Reign of the Supermen #543: Superman, Football Star

Source: Action Comics #4 (1938)
Type: Disguise
The Golden Age Superman was well-suited to American football, but you won't find his career stats in any sports history books because he was impersonating someone else the whole time. The story began as most stories do, with a hit and run landing the distraught driver to the railroad tracks to commit suicide, Superman intervening too late so the train hits the car and stops, and the driver dies of a heart attack in his arms. From that irrelevant teaser, Superman sneaks into the train to check on the passengers and overhears a conversation between a crooked college football coach and some thugs. To save his bacon, he plans to fill his team's ranks with mobsters and win by whatever means necessary. That's just the kind of thing the Golden Age Superman likes to tear down! So he finds a player from the opposing team, Tommy Burke, and with a little grease paint...
Superman - Master of Disguise! How good is this make-up?
Very, very good. The real Tommy has just come back from getting dumped for a tennis star by his girlfriend Mary, on account of his being a substitute for six seasons and only going on the field for a single game. She's done with this loser. His night goes from bad to worse when his double shows up and... pricks him with a hypodermic needle?! Tommy wakes up a prisoner in his own apartment, never knowing this double is the heroic Superman. He's just had his life stolen from him with no explanation! Superman-as-Tommy's first day at the stadium makes him realize he isn't exactly the most respected member of the team, and when he dares stand up for himself...
Everyone is surprised he can take this much punishment, and dole it out too. The coach walks in and sees the aftermath, and benches rabble-rouser Tommy from practice on the spot. Superman goes out on the field anyway and uses powers to dominate and earn a spot in the season's last game.
He's so good, the coach brags about him to the papers and soon, the thugs from the opposing team show up at his apartment and kidnap him so he can't play in the Big Game(TM).
Superman hiding in the ceiling is the creepiest thing, isn't it? He does make sure they don't harm Burke, but is happy to find they've taken him off his hands. At the game, the crooked coach is pissed that Burke has apparently escaped because he's on the field.
Sadly, the goons never make good on their threat. A signal is never given and no one ever tries to shiv Superman. I mean, we know the result, but the thugs don't really try anything. It's just Superman dominating in every aspect of the game. The cheating team gets smoked. Meanwhile, Tommy Burke really DOES escape and is about to call a cop after his impersonator, when he overhears his ex Mary swoon over his performance on the field, ignoring her tennis jerk completely. Then he cheers. At the end of the half, Superman's racked up so many points, he switches places with Tommy for the second. You'd think now would be a good time to get Tommy shivved, but no. He just starts sucking real bad and gets taken out.
At least his gets Mary back AND never has to play football again. All this time, this was a story about Mary outgrowing being a sports groupie. Who knew.
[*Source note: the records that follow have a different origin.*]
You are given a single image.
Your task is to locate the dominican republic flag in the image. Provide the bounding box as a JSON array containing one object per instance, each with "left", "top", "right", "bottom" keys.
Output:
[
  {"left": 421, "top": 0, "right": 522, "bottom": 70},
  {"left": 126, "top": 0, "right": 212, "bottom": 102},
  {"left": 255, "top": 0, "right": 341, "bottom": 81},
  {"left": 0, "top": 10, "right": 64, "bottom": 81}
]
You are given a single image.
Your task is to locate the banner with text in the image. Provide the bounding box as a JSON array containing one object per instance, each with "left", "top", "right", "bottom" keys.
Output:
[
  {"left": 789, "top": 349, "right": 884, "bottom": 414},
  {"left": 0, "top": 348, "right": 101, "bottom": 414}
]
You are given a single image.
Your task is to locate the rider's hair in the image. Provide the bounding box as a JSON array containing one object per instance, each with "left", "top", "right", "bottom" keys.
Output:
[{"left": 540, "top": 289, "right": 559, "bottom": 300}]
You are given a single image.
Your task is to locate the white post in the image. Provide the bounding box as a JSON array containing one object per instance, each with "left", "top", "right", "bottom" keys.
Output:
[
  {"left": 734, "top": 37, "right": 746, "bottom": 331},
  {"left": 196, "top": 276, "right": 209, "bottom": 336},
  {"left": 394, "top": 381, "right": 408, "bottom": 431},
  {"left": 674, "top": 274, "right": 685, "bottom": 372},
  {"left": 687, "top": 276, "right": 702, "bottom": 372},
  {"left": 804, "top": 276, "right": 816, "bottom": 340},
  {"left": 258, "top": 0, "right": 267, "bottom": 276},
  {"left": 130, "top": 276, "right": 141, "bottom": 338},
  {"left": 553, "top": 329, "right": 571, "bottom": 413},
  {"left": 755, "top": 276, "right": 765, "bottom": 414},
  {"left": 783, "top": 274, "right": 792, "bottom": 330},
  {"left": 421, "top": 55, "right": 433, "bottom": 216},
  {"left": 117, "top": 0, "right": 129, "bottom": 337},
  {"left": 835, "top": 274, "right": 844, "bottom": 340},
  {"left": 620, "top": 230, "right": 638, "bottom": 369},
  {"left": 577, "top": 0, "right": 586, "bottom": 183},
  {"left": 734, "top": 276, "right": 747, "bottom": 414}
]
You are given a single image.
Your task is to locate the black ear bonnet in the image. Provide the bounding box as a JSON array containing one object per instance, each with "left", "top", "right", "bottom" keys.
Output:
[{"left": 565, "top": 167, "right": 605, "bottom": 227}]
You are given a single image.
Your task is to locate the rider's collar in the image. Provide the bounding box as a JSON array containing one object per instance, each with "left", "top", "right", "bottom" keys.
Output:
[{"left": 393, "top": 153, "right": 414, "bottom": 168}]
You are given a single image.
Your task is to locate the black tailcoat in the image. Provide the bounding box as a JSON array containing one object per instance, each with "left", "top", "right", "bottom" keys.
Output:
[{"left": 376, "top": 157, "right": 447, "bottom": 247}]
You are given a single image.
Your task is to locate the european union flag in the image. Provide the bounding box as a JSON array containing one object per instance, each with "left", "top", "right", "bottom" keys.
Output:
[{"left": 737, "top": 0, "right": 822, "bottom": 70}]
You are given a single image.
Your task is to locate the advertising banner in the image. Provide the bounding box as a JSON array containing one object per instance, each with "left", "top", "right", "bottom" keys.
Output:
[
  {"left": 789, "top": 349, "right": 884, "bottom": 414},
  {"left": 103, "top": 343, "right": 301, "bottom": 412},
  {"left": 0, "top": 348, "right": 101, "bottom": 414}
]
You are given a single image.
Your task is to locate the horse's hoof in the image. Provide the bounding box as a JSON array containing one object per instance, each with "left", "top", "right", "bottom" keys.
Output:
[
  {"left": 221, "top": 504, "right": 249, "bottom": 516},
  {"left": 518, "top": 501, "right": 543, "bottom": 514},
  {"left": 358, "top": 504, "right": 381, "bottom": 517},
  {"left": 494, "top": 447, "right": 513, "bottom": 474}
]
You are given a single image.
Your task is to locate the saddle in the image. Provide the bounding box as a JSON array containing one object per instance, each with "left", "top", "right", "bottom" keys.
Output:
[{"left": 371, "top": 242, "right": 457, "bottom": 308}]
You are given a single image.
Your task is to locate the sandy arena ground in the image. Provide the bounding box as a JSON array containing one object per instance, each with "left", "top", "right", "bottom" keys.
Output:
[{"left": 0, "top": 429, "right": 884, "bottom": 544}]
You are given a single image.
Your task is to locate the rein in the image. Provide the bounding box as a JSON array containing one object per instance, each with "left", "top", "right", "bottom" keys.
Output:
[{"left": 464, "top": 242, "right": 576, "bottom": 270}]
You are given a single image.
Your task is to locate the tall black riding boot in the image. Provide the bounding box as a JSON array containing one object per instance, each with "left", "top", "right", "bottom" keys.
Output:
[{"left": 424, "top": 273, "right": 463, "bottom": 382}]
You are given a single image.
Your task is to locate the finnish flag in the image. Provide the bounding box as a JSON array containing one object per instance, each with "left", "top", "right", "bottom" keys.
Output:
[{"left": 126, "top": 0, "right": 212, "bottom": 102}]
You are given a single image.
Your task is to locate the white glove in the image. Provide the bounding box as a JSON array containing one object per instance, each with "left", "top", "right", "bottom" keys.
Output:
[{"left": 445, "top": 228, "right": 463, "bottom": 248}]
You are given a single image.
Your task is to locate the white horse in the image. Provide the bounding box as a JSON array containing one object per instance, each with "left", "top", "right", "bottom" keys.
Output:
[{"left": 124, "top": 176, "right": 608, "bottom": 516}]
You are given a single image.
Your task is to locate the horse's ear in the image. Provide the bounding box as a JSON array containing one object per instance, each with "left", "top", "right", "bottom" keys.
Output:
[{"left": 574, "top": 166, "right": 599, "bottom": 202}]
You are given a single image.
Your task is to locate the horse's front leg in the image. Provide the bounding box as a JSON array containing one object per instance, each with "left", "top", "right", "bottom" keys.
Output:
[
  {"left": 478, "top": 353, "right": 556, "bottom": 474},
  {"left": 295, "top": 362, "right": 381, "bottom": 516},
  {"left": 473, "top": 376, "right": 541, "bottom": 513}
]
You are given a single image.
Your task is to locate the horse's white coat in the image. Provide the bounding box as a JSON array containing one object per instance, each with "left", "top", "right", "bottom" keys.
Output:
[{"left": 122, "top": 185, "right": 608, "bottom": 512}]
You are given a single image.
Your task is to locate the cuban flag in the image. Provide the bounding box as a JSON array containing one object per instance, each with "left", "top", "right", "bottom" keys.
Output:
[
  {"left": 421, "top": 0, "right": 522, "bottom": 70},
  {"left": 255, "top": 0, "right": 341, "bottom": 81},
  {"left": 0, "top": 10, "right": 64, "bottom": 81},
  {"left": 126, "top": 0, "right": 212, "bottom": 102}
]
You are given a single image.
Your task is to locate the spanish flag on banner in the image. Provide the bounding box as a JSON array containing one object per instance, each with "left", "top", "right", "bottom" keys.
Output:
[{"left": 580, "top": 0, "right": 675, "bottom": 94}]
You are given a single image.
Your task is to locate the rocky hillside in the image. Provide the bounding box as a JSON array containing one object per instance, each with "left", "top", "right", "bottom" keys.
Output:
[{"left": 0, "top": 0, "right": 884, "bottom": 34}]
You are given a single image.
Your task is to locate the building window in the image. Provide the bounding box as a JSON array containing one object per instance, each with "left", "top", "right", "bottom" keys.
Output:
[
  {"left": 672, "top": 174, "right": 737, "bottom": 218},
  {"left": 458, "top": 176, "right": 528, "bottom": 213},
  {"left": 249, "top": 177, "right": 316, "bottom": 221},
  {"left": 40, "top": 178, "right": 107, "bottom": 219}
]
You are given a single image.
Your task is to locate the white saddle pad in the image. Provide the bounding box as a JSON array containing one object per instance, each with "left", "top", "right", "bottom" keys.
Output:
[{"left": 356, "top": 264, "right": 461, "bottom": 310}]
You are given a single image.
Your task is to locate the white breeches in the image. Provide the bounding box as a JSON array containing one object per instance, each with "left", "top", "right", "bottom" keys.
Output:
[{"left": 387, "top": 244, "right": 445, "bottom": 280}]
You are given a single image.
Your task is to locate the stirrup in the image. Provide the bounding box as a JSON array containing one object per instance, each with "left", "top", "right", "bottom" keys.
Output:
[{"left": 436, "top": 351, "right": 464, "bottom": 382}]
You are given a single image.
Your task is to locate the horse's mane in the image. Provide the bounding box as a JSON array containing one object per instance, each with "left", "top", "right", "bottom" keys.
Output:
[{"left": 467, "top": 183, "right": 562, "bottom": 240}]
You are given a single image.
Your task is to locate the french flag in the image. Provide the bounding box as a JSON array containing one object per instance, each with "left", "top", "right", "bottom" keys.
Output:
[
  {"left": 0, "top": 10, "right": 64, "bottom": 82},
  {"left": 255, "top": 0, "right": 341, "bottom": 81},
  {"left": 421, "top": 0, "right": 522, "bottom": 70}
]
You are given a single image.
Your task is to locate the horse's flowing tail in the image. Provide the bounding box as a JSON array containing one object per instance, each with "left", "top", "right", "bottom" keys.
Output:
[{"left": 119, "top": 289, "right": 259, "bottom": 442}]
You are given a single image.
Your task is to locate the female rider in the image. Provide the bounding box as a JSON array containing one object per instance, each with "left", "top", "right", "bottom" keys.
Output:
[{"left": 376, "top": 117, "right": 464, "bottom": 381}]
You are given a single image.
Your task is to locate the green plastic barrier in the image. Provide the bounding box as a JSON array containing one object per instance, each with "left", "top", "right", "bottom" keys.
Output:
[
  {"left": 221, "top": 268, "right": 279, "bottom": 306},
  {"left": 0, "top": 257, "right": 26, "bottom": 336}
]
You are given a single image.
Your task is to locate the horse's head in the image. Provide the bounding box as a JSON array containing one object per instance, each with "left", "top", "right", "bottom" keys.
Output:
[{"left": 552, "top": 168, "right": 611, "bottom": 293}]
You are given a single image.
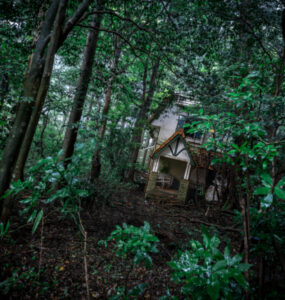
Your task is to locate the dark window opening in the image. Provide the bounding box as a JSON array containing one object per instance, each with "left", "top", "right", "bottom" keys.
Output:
[{"left": 176, "top": 115, "right": 202, "bottom": 140}]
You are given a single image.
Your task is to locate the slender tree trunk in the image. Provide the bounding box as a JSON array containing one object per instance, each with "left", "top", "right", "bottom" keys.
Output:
[
  {"left": 2, "top": 0, "right": 67, "bottom": 219},
  {"left": 0, "top": 0, "right": 91, "bottom": 217},
  {"left": 0, "top": 73, "right": 9, "bottom": 112},
  {"left": 15, "top": 0, "right": 67, "bottom": 180},
  {"left": 127, "top": 59, "right": 160, "bottom": 181},
  {"left": 90, "top": 37, "right": 122, "bottom": 182},
  {"left": 0, "top": 0, "right": 60, "bottom": 216},
  {"left": 61, "top": 10, "right": 102, "bottom": 166}
]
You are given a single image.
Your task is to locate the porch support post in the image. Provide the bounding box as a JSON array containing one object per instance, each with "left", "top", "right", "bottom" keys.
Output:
[
  {"left": 152, "top": 157, "right": 159, "bottom": 172},
  {"left": 184, "top": 162, "right": 191, "bottom": 180}
]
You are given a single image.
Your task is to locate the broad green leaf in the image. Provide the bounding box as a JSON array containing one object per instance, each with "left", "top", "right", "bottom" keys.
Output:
[
  {"left": 254, "top": 186, "right": 271, "bottom": 195},
  {"left": 261, "top": 193, "right": 273, "bottom": 208},
  {"left": 260, "top": 173, "right": 272, "bottom": 185},
  {"left": 32, "top": 210, "right": 44, "bottom": 234},
  {"left": 274, "top": 186, "right": 285, "bottom": 200}
]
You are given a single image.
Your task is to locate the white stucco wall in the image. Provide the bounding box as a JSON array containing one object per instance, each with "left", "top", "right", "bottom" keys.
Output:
[
  {"left": 152, "top": 105, "right": 181, "bottom": 144},
  {"left": 160, "top": 141, "right": 190, "bottom": 162}
]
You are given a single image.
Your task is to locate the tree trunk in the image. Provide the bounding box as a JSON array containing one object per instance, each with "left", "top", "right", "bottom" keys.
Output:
[
  {"left": 0, "top": 73, "right": 9, "bottom": 112},
  {"left": 127, "top": 58, "right": 160, "bottom": 181},
  {"left": 8, "top": 0, "right": 91, "bottom": 185},
  {"left": 90, "top": 37, "right": 122, "bottom": 182},
  {"left": 0, "top": 0, "right": 60, "bottom": 216},
  {"left": 61, "top": 10, "right": 102, "bottom": 167},
  {"left": 15, "top": 0, "right": 67, "bottom": 180},
  {"left": 0, "top": 0, "right": 91, "bottom": 211}
]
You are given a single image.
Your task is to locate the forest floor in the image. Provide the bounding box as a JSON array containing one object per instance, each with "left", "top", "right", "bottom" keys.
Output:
[{"left": 0, "top": 190, "right": 241, "bottom": 299}]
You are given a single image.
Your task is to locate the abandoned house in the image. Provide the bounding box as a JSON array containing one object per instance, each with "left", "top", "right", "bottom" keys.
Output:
[{"left": 136, "top": 96, "right": 225, "bottom": 202}]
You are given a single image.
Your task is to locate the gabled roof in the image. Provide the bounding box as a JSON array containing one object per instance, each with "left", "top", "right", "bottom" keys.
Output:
[{"left": 150, "top": 128, "right": 195, "bottom": 166}]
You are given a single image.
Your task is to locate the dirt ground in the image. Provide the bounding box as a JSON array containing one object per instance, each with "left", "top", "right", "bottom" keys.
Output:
[{"left": 0, "top": 190, "right": 244, "bottom": 299}]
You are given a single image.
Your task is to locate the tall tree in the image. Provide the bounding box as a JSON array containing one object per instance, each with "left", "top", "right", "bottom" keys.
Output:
[
  {"left": 0, "top": 0, "right": 90, "bottom": 217},
  {"left": 90, "top": 36, "right": 122, "bottom": 182},
  {"left": 127, "top": 57, "right": 160, "bottom": 180},
  {"left": 61, "top": 7, "right": 102, "bottom": 166}
]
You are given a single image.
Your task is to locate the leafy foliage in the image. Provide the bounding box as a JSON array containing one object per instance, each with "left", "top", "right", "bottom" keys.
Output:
[{"left": 169, "top": 230, "right": 250, "bottom": 300}]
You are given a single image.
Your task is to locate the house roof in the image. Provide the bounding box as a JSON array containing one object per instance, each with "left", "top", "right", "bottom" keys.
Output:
[{"left": 150, "top": 128, "right": 195, "bottom": 166}]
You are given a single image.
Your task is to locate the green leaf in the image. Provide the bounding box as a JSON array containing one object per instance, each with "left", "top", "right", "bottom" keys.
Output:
[
  {"left": 213, "top": 259, "right": 227, "bottom": 271},
  {"left": 128, "top": 283, "right": 147, "bottom": 296},
  {"left": 207, "top": 279, "right": 221, "bottom": 300},
  {"left": 261, "top": 193, "right": 273, "bottom": 208},
  {"left": 274, "top": 186, "right": 285, "bottom": 200},
  {"left": 32, "top": 210, "right": 44, "bottom": 234},
  {"left": 260, "top": 173, "right": 272, "bottom": 186},
  {"left": 236, "top": 263, "right": 251, "bottom": 272},
  {"left": 254, "top": 186, "right": 270, "bottom": 195}
]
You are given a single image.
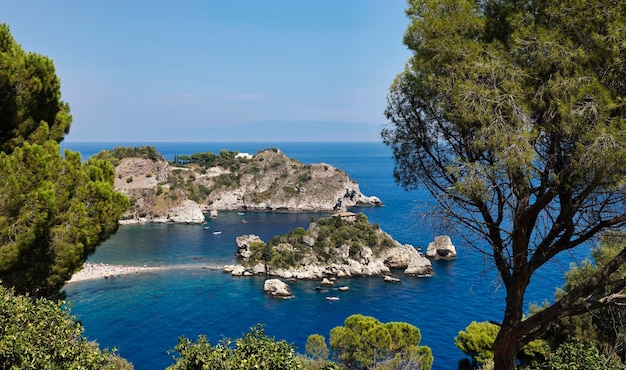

Now, I have no proof of this, but maybe this episode was the inspiration for Clark Kent ACTUALLY being a football star in John Byrne's post-Crisis re-imagining of Superman.
Well, maybe!

Comments

Delta said…
Emily Aster says: "Hmm. I do like the knife."
Siskoid said…
Possibly been too long since I read Phonogram, so I'm not sure I get the reference?
Martin Gray said…
Or maybe not! Great post, and I have to say, Tommy doesn't half look natty when we first meet him. Or rather, Tommies.

Isn't it amazing what you can do with greasepaint - I expect Superman was using his forgotten super-power of face morphing without realising it.

And if there'd been an Earth One version, he would, of course, have used low-intensity super-hypnotism ...
Delta said…
Emily's talking about the band of that name, but the repeated use of the definite article here pinged me as unusual.